Once oliguria occurs, interventions improving renal hemodynamics, such as maintaining vascular contractility with inotropes and optimizing heart rate, should be implemented to maintain urine volume. However, if oliguria persists despite these actions, diuretics should be used to maintain urine output. Nonetheless, it should be noted that a recent meta-analysis found that although the use of furosemide may be beneficial in achieving fluid balance, it did not reduce mortality in patients with AKI [83]. Additionally, furosemide can aggravate renal failure by inducing prerenal injury in patients with reduced effective volume.

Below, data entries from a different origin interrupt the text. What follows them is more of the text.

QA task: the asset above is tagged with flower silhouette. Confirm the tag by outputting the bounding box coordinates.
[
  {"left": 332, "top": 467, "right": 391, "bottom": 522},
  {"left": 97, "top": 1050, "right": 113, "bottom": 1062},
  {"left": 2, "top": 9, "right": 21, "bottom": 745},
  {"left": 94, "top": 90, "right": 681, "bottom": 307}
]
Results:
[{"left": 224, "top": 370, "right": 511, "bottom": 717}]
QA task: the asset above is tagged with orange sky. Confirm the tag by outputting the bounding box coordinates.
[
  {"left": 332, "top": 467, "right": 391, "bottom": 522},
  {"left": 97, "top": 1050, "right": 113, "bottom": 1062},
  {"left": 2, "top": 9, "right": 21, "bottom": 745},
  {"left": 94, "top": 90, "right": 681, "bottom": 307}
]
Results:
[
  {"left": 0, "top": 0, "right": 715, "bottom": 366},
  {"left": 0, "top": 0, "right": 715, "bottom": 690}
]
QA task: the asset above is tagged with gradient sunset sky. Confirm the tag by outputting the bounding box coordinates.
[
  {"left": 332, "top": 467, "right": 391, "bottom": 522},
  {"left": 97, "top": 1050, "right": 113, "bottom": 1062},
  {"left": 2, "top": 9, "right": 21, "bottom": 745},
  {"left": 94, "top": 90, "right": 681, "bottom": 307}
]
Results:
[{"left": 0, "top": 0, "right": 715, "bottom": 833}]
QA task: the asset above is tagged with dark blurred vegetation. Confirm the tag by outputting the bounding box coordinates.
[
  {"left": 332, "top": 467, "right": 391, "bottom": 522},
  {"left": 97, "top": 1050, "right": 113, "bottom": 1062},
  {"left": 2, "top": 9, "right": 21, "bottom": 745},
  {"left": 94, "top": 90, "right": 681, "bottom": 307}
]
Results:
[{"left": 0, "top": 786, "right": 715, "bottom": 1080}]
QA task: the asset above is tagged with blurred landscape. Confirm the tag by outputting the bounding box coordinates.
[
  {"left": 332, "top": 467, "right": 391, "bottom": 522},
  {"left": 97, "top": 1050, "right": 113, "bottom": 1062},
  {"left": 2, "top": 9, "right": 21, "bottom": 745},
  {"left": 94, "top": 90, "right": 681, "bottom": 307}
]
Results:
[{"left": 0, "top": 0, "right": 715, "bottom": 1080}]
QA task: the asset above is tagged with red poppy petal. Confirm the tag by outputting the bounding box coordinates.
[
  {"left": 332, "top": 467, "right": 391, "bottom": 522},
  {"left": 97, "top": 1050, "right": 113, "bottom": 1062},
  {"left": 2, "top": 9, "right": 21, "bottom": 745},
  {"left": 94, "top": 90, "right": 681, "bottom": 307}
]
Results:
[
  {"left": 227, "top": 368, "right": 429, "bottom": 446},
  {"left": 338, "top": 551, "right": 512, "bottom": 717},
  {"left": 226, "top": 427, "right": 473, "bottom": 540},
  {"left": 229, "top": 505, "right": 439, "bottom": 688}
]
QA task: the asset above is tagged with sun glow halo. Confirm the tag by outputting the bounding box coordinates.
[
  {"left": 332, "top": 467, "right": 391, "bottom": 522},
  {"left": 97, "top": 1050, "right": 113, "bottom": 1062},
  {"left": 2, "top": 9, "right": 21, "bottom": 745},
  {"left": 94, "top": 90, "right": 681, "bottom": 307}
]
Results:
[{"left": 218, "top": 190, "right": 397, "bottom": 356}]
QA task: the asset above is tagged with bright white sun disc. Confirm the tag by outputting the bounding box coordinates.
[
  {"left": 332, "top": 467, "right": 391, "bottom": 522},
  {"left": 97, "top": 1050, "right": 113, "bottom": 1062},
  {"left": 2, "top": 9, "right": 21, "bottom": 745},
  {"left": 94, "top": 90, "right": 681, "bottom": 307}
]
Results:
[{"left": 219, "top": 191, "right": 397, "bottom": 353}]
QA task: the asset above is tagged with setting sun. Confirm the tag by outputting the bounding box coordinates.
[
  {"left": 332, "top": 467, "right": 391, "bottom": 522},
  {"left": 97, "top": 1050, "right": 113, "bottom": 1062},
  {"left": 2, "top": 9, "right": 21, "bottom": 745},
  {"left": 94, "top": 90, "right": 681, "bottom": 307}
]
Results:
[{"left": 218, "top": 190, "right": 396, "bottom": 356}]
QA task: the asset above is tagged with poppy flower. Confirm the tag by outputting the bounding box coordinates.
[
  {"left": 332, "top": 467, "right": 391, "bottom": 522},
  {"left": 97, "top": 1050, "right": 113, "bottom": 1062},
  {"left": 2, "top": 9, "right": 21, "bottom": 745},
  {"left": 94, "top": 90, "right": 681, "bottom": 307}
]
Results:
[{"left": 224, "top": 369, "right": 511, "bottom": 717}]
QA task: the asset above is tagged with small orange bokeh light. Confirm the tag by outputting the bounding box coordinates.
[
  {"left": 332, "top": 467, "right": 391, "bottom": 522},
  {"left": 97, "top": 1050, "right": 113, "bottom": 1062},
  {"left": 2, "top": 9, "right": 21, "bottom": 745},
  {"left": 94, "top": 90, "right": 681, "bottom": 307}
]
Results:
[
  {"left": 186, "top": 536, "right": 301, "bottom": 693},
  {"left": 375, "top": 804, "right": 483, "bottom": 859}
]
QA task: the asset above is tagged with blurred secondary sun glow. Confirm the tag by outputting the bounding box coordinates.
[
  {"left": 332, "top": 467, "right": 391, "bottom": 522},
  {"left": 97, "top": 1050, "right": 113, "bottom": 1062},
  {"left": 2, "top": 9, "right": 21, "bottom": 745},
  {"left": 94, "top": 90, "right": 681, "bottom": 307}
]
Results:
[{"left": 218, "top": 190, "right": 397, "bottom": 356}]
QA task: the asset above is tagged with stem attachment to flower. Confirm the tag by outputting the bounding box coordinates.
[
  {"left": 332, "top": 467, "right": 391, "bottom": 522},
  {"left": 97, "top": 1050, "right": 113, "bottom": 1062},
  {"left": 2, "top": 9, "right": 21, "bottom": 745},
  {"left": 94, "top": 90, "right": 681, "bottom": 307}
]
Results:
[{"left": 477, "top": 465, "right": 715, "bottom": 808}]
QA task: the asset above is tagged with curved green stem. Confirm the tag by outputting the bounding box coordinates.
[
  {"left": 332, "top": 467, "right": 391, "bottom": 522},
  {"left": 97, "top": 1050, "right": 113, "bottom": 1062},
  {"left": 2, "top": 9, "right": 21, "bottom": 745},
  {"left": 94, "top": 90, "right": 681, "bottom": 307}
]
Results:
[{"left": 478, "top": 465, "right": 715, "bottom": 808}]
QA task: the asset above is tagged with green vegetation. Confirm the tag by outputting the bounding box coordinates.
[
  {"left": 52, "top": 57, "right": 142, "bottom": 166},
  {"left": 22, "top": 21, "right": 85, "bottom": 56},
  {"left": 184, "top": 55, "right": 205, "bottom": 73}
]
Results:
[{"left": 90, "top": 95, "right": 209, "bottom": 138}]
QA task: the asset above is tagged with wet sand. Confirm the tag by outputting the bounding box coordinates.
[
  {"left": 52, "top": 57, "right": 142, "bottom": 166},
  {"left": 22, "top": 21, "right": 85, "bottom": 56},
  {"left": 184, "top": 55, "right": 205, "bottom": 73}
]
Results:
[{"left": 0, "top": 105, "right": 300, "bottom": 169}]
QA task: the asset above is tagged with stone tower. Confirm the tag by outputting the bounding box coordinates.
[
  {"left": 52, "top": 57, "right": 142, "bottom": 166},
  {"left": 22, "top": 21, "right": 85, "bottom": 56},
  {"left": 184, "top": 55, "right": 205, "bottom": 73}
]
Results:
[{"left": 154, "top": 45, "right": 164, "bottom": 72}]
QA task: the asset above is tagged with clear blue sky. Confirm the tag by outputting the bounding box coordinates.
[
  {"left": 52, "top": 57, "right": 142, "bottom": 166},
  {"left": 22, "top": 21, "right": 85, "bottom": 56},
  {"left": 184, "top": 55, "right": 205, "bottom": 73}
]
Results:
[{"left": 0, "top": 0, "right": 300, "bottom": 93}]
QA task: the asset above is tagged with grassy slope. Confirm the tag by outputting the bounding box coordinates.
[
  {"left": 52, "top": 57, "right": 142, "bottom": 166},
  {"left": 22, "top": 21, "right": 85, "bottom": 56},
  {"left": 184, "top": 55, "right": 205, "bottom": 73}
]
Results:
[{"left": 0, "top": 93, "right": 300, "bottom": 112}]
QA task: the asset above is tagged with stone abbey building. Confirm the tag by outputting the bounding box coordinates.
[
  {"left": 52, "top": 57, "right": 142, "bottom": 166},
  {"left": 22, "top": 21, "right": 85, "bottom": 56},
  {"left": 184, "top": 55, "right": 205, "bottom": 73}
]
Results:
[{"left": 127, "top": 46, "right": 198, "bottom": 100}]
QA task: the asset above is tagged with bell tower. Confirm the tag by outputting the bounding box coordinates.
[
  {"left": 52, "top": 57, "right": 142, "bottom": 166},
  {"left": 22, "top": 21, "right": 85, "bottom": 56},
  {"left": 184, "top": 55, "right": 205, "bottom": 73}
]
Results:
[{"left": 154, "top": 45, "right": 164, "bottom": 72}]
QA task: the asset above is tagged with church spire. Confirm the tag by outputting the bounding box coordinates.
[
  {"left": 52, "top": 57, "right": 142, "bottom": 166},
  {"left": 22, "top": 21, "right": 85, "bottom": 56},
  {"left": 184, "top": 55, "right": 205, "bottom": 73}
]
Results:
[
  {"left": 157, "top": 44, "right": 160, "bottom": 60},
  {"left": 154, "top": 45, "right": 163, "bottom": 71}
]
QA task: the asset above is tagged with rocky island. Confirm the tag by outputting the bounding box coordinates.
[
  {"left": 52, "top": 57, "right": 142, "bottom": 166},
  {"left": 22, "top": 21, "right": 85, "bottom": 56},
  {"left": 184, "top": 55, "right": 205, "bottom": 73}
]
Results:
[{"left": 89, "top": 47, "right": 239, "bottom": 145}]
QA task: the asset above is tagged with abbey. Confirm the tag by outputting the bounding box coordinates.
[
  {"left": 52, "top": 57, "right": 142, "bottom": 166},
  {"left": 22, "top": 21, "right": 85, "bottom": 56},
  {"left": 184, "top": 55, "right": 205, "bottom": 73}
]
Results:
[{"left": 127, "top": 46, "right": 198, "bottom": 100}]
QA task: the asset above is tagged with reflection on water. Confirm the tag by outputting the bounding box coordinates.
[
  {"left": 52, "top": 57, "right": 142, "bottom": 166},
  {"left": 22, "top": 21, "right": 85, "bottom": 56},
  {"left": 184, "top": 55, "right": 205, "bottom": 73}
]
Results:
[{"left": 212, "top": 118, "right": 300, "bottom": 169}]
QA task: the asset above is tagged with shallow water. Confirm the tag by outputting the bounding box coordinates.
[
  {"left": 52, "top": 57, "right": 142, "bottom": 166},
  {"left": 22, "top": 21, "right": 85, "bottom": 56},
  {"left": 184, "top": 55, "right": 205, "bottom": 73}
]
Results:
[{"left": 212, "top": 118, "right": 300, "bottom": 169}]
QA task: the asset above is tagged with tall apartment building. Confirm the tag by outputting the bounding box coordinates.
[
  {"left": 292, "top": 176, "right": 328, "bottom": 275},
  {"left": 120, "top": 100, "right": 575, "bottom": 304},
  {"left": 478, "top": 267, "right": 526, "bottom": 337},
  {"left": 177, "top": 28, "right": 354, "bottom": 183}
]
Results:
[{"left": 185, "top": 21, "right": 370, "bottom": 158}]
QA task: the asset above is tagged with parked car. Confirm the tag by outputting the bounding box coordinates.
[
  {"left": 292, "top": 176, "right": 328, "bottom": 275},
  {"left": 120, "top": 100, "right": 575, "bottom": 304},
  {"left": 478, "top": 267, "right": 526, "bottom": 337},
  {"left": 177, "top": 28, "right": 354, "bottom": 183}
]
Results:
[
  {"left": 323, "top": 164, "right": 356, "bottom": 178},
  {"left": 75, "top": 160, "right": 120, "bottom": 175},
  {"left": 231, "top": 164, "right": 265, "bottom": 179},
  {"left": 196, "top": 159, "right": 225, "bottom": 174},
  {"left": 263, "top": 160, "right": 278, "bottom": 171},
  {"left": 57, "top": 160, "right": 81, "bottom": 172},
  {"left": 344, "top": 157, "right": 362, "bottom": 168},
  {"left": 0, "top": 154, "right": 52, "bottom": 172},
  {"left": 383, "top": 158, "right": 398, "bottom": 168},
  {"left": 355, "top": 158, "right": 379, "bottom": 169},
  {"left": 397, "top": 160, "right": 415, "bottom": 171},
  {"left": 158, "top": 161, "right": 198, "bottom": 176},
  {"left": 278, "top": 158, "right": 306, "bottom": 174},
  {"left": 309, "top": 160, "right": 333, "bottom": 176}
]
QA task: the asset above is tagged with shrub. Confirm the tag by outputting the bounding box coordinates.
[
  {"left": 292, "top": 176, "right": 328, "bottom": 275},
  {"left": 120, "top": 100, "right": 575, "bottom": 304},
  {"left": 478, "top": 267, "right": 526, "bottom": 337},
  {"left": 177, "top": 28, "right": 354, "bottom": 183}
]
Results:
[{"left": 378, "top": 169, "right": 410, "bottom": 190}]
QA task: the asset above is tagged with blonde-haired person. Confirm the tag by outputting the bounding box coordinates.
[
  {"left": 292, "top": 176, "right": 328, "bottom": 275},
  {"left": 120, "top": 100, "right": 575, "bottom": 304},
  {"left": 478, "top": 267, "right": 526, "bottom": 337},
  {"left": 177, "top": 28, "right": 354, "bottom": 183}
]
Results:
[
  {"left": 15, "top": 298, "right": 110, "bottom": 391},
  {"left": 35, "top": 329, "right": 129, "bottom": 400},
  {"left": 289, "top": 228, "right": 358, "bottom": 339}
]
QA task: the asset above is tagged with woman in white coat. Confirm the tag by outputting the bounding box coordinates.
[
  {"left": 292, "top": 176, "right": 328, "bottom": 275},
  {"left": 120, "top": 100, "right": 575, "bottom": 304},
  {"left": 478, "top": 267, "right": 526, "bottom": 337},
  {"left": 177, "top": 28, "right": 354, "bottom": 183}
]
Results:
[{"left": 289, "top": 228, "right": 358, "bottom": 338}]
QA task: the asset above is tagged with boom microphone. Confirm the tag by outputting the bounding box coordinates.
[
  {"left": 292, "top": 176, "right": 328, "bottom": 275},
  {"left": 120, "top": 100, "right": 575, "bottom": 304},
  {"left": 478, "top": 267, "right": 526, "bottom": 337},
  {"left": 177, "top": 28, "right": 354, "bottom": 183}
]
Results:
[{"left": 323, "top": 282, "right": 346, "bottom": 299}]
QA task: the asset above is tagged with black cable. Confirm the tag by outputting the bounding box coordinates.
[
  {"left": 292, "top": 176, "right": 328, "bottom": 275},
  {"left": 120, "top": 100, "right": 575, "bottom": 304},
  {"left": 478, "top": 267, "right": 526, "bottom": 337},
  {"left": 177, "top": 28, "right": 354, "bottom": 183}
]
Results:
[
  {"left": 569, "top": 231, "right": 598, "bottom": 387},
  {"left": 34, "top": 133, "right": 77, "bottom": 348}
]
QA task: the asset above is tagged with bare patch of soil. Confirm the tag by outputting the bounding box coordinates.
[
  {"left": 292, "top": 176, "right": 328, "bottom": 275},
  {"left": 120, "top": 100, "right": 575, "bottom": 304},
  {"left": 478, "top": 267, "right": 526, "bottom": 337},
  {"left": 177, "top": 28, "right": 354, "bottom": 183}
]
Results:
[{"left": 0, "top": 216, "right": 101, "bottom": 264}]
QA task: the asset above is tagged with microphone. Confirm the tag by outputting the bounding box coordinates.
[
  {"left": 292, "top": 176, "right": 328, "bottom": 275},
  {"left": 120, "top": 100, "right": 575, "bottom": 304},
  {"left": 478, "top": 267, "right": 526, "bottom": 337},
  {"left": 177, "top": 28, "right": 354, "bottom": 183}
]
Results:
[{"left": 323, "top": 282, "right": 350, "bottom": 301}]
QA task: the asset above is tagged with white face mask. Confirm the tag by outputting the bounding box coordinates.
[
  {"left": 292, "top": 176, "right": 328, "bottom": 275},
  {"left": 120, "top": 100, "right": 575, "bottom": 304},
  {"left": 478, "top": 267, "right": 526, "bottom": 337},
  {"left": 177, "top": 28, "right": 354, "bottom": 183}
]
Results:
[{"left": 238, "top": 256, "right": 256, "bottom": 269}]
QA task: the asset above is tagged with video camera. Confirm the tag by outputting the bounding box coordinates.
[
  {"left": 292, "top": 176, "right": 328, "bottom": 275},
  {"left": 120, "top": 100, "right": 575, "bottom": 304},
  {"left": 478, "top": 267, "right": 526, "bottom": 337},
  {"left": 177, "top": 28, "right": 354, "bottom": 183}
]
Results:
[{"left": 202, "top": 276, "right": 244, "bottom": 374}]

Renal replacement therapy should be considered when the effort to maintain renal function has failed. The general indications for renal replacement therapy are volume overload, hyperkalemia, and medically unresolved metabolic acidosis. However, early initiation of renal replacement therapy may be beneficial in some cases. In a recent investigation of patients who developed severe AKI after cardiac surgery, early and aggressive continuous venovenous hemofiltration was associated with better-thanpredicted survival [84,85].
Conclusions
AKI is a common complication in patients undergoing surgery. The clinical significance of postoperative AKI is substantial in that the incidence is growing with the increase in operations in older and severely comorbid patients. Additionally, the development of postoperative AKI increases mortality risks significantly, lengthens hospital stays, and worsens long-term morbidity. The recent definitions and classifications of AKI were intended to provide effective and timely detection of AKI. Nonetheless, assessments based on serum creatinine levels have limitations. The development of novel biomarkers may provide a more accurate and faster way of detecting postoperative AKI, which could eventually lead to earlier intervention. Additionally, recognizing the risk factors of postoperative AKI and understanding the management options would be beneficial in preventing postoperative AKI and improving patient outcomes.